A Tutorial Series for Software Developers, Data Scientists, and Data Center Managers
In this article, we discuss:
- Formalizing an idea and shaping it into a real project by applying various project analysis techniques and using relevant project management tools
- Using CRISP-DM methodology (Cross Industry Standard Process for Data Mining)
- Outlining the standard tasks for any AI project
Some of the activities are team-focused. If you are working solo, you can skip these sections or complete the corresponding tasks using the “multiple hats” framework.
Our sample project for this series is an app that extracts emotions from uploaded images using an image processing (emotion recognition) algorithm, generates music that represents the extracted emotions, and then creates a movie combining the images and music.
Shaping your idea into a project begins with defining the scope of the project—the what and how of building your app—to eliminate potential ambiguity during development. For example:
- How many images do we allow to be uploaded?
- What does it mean to extract emotions?
- How do we represent an emotion in a computer?
- What kind of emotions are supported?
- How do we assign an emotion to a set of images?
- How do we train a music generation model?
- How do we connect the emotion recognition component to the music generation component?
- How do we seed the music generation process?
- How do we guarantee that a computer-generated melody is consistent with the emotions?
- How do we produce the final movie and ensure that the transitions between frames are smooth?
You need to address each of these questions before you can move to the implementation phase.
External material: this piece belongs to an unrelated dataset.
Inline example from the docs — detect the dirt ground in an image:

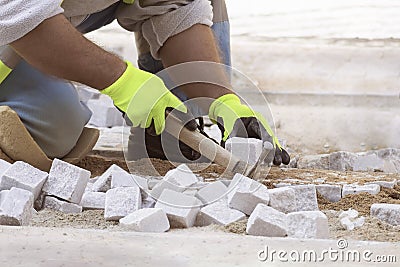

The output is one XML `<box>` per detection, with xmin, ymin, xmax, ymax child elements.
<box><xmin>37</xmin><ymin>152</ymin><xmax>400</xmax><ymax>242</ymax></box>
More importantly, you need a methodology that you can use to help you to come up with your own questions about your app without missing anything important.
Project Analysis Methods
Consider these three simple, yet effective, techniques for analyzing a project and generating tasks.
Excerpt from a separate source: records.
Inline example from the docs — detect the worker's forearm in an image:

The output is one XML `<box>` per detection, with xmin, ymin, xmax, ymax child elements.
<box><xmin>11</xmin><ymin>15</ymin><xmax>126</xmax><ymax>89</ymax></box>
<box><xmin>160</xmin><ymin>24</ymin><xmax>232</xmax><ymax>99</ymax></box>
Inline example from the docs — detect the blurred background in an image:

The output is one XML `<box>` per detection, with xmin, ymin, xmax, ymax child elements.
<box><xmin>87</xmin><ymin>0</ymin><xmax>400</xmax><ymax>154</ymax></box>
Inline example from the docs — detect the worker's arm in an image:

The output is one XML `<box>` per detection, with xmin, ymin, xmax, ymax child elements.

- Hierarchical decomposition. Based on the divide-and-conquer principle, this technique involves the iterative decomposition of tasks into subtasks until an individual subtask takes no longer than two hours¹ or the time required to do the decomposition is comparable with the task completion.
At the top of the hierarchy is the block denoting the entire system. The next level contains the blocks associated with the logically self-contained system components that cumulatively deliver the desired user experience, and so on, recursively. Since you start from the entire system and decompose it level-by-level into a set of mutually exclusive components, this ensures no task is overlooked.
- What-if analysis. With this method, you repeatedly ask, “What if?” to find subtle nuances.
- User journey simulation. Used by many user experience designers and product managers, this technique generates a set of tasks and scenarios that your app must support. Imagine yourself using the app and simulate typical sessions that your users could generate. If you can mentally move from start to finish without a flop, you don’t need to add any more tasks—this is your stopping criteria. However, initially you’ll likely encounter problems at every step of the user journey. When this happens, just note it and create a task to address the problem.
Analyze the Movie-Making App
Using the hierarchical decomposition method for the sample project, we determine that, like any user-facing app, the movie-making app can be broken into:
- The front end—a straightforward user interface component
- The back end—where the interesting AI stuff happens, which in turn can be divided into the:
- Emotion recognition component
- Music generation component
Within the front and back end, there are three key components: the user interface (blue), the emotion recognition (orange), and the music generation (green), as shown in Figure 1.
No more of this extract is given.